Obama on Tuesday announced that the size of that Pacific monument would be increased nine-fold, to nearly 782,000 square miles—enough to double the area of ocean that’s fully protected from fishing and energy exploration. “Like Presidents Clinton and Bush before me I am going to use my authority as president to protect some of our most precious marine landscapes, just like we do for mountains and rivers and forests,” Obama told the State Department’s Our Oceans summit.

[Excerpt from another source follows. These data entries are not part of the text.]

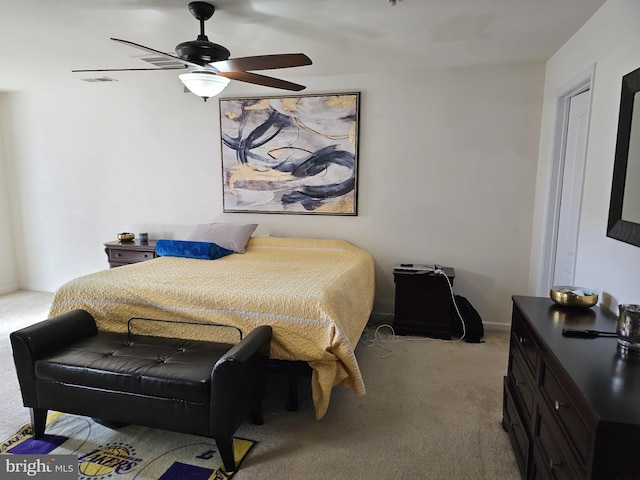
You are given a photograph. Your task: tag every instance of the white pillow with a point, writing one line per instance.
(231, 236)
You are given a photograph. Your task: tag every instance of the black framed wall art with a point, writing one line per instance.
(290, 154)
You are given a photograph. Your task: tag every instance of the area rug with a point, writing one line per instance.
(126, 453)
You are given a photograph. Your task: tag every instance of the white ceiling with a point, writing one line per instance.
(43, 40)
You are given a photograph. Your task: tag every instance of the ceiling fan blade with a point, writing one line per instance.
(263, 62)
(158, 52)
(262, 80)
(126, 69)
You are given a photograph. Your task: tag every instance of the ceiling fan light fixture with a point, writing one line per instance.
(204, 84)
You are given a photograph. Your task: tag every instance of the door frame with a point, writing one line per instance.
(581, 83)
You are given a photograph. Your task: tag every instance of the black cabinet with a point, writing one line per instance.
(423, 304)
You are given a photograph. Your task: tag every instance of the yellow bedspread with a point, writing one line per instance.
(316, 294)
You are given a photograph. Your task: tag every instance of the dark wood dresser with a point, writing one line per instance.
(571, 405)
(125, 253)
(423, 304)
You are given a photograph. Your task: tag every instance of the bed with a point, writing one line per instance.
(316, 294)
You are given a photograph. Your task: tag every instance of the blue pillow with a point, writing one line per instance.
(190, 249)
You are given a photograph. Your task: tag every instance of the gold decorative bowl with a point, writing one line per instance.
(574, 296)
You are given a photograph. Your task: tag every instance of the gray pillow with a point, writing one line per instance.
(231, 236)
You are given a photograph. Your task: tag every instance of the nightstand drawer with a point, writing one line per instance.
(129, 256)
(120, 253)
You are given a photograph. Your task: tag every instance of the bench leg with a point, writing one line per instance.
(292, 402)
(38, 422)
(225, 447)
(257, 415)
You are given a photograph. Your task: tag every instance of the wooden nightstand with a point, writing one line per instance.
(125, 253)
(423, 303)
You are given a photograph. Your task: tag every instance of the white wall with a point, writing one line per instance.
(8, 273)
(446, 174)
(610, 40)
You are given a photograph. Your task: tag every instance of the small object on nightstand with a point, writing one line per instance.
(133, 251)
(423, 303)
(126, 236)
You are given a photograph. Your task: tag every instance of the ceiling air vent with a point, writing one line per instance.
(162, 62)
(99, 79)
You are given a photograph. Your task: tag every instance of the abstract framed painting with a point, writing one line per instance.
(290, 154)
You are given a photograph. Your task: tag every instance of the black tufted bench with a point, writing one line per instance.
(196, 387)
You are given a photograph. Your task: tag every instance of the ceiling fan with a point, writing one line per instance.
(209, 66)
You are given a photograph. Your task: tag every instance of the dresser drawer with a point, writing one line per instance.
(524, 342)
(565, 411)
(523, 384)
(515, 427)
(552, 450)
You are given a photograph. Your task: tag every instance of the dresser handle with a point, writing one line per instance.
(558, 405)
(553, 464)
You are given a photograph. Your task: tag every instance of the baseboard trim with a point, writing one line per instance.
(10, 289)
(378, 318)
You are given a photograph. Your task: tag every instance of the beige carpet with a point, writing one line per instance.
(433, 410)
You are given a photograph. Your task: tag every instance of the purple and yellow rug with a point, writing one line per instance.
(128, 453)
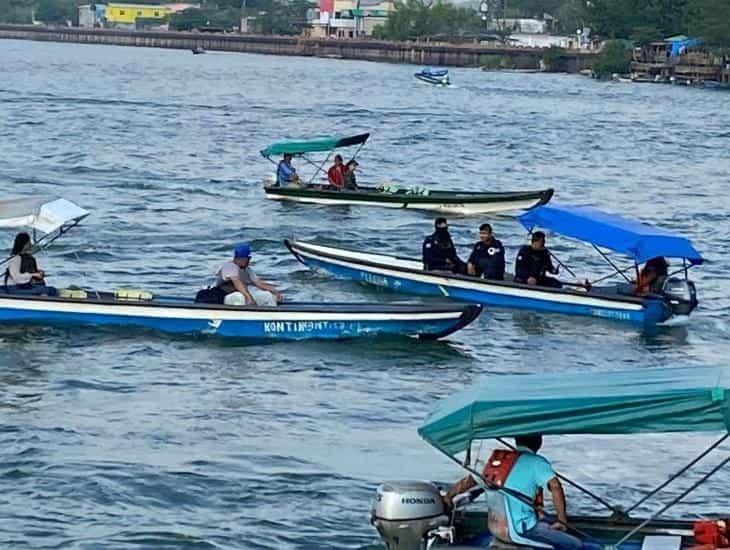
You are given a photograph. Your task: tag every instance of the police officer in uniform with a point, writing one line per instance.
(439, 252)
(487, 256)
(533, 262)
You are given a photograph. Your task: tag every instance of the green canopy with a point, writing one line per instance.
(692, 399)
(327, 143)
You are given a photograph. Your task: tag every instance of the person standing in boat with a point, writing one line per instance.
(522, 473)
(240, 284)
(487, 256)
(439, 252)
(349, 178)
(336, 174)
(533, 263)
(286, 174)
(22, 275)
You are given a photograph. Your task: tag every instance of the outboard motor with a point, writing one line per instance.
(681, 294)
(406, 512)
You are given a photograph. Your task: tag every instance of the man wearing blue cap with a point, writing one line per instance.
(241, 285)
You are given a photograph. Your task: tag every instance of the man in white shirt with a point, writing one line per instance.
(241, 285)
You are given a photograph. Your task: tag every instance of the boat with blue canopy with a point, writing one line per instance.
(317, 191)
(412, 515)
(437, 77)
(50, 218)
(671, 300)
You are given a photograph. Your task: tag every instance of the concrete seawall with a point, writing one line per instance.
(367, 50)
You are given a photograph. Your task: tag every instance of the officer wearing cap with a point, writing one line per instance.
(439, 252)
(487, 256)
(240, 284)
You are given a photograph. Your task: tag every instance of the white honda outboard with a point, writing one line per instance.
(681, 294)
(409, 513)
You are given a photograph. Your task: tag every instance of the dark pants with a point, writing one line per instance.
(559, 540)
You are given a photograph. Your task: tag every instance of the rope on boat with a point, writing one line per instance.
(674, 501)
(574, 484)
(679, 473)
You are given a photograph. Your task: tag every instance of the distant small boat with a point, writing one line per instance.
(438, 77)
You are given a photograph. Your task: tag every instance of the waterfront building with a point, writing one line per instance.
(128, 15)
(349, 18)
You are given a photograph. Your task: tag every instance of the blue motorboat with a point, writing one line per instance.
(51, 218)
(671, 304)
(471, 427)
(438, 77)
(291, 321)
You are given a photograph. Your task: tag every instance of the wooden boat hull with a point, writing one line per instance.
(471, 531)
(407, 275)
(459, 203)
(295, 321)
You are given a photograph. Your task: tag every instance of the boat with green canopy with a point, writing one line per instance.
(318, 191)
(628, 402)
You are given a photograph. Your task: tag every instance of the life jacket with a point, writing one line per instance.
(497, 470)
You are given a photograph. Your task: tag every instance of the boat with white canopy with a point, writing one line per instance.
(49, 219)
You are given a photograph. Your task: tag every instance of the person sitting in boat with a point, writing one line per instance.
(240, 284)
(439, 252)
(349, 179)
(522, 473)
(22, 275)
(487, 256)
(533, 262)
(286, 174)
(336, 174)
(652, 276)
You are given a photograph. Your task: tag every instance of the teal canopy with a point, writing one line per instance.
(321, 144)
(692, 399)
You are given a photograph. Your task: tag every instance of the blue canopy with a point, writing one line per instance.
(640, 241)
(687, 399)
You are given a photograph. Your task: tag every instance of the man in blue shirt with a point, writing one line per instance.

Republicans claim Obama is abusing his executive powers. “It’s another example of this imperial presidency,” House Natural Resources Committee Chairman Doc Hastings told the Washington Post’s Juliet Eilperin. “If there are marine sanctuaries that should be put in place, that should go through Congress.” However, the Antiquities Act of 1906 lets the president protect marine monuments without congressional approval. Bush used that authority on four occasions during his administration, including the creation of the Pacific Remote Islands Marine National Monument

Obama will also issue executive actions to fight illegal fishing and will accept public nominations for new sanctuaries in the oceans and Great Lakes. Still, only a little over 3 percent of U.S. territorial waters are protected as marine reserves, with most of the rest open to fishing and other uses. But other countries are looking to create similar sanctuaries. At the U.S. State Department’s oceans summit this week, the small island nation of Kiribati announced it would ban commercial fishing with a marine park that's roughly the size of California.